India’s energy landscape will see a drastic change only if there is an enhanced focus on developing a robust pipeline network, creation of suitable infrastructure and adequate support in terms of favourable policies being introduced at an accelerated pace writes DR. RC MANSUKHANI.
As India moves on an aspirational path of steadfast growth and expansion, energy consumption patterns are also changing at a rapid clip. While coal is the primary source of power generation in the country, oil & gas is the industry’s mass provider. These sectors are significant for an economy, as the economic growth and energy consumption are directly proportional.
Besides being the third-largest consumer of energy, India is also the third-largest consumer of oil in the world after China and the US. And since 2011, the country has emerged as the fourth-largest liquefied natural gas (LNG) importer after Japan, South Korea, and China. Additionally, the country is gradually increasing LNG imports as domestic natural gas production has declined and domestic consumption increased. However, India’s LNG imports’ continued growth is dependent on the timely completion of natural gas pipeline networks. As of February 1, 2020, India had a natural gas pipeline network of 16,981 km with a total carrying capacity of 387 MMSCMD.

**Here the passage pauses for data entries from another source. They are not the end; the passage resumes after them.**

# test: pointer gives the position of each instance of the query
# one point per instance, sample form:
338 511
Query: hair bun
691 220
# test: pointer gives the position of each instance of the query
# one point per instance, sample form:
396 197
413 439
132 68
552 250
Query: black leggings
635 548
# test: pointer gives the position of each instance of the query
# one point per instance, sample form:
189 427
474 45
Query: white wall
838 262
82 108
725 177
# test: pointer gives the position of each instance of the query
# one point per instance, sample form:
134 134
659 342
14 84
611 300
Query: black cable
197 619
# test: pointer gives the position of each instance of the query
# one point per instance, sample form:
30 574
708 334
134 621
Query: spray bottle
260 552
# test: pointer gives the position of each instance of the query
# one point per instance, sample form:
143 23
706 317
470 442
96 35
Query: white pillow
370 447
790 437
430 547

Following the inking of the Paris Agreement in April 2016, India is well on its path to becoming an environment-friendly nation with a transition towards cleaner fuels and renewable energy. However, to become sustainable, the country has to develop its transportation infrastructure even further. India has struggled to boost its use of gas, which produces fewer greenhouse emissions than coal and oil as several industries and towns are not linked to gas pipeline networks.
Pipelines are the most convenient way of transporting oil & gas amongst all the available options. Globally, pipelines are the most preferred mode of transportation of goods and minerals across all terrains. Transportation of oil & gas by pipelines is reported to emit 61-77 per cent lesser greenhouse gases than transportation through rail over long distances. Moreover, oil & gas transportation by pipelines for both upstream and downstream will result in increasing the sectors’ contribution to the national GDP.
And, therefore, the pipeline infrastructure is evolving across the world. At present, the development of pipeline infrastructure for the oil & gas sector is driven purely by demand. India is not just transitioning into an energy state, but also leading in that segment. Its focus on a gas-based economy and the goal of ‘One Nation, One Gas Grid’ would help in this shift, which is also crucial for the Aatmanirbhar Bharat initiative. To achieve its targets, the government is taking policy measures to increase the share of natural gas in India’s energy basket from the existing 6 per cent to 15 per cent by 2030.
As of February 2, 2020, India reported having a total crude oil pipeline of 10,419 km and an additional 18,169 km of pipes laid for transportation of crude oil products. The country currently has a pipeline infrastructure of over 45,000 km, including both oil & gas pipelines.
The much delayed 450-km Kochi-Mangaluru natural gas pipeline project was inaugurated recently by Prime Minister Narendra Modi and is now ready for commissioning. This pipeline will supply environment-friendly and affordable piped natural gas (PNG) to households and compressed natural gas (CNG) to the transportation sector. This project will positively impact the economic growth as well as facilitate the ease of living for millions of people in the southern states of Kerala and Karnataka.
According to Prime Minister Modi, in the next five to six years, India will double its existing pipeline network.
The first interstate natural gas pipeline of the country was commissioned in 1987, and by 2014, India had 15,000 km of natural gas pipeline built. As of now, there is over 16,000 km of new gas pipelines being executed to achieve the target of increasing the contribution of gas in the country’s fuel basket. Furthermore, the country has remained steadfast in its commitment to invest in cross-border pipelines to ensure safer and faster transportation of imported gas.
India’s energy landscape will see a drastic change only if there is an enhanced focus on developing a robust pipeline network, creation of suitable infrastructure and adequate support in terms of favourable policies being introduced at an accelerated pace.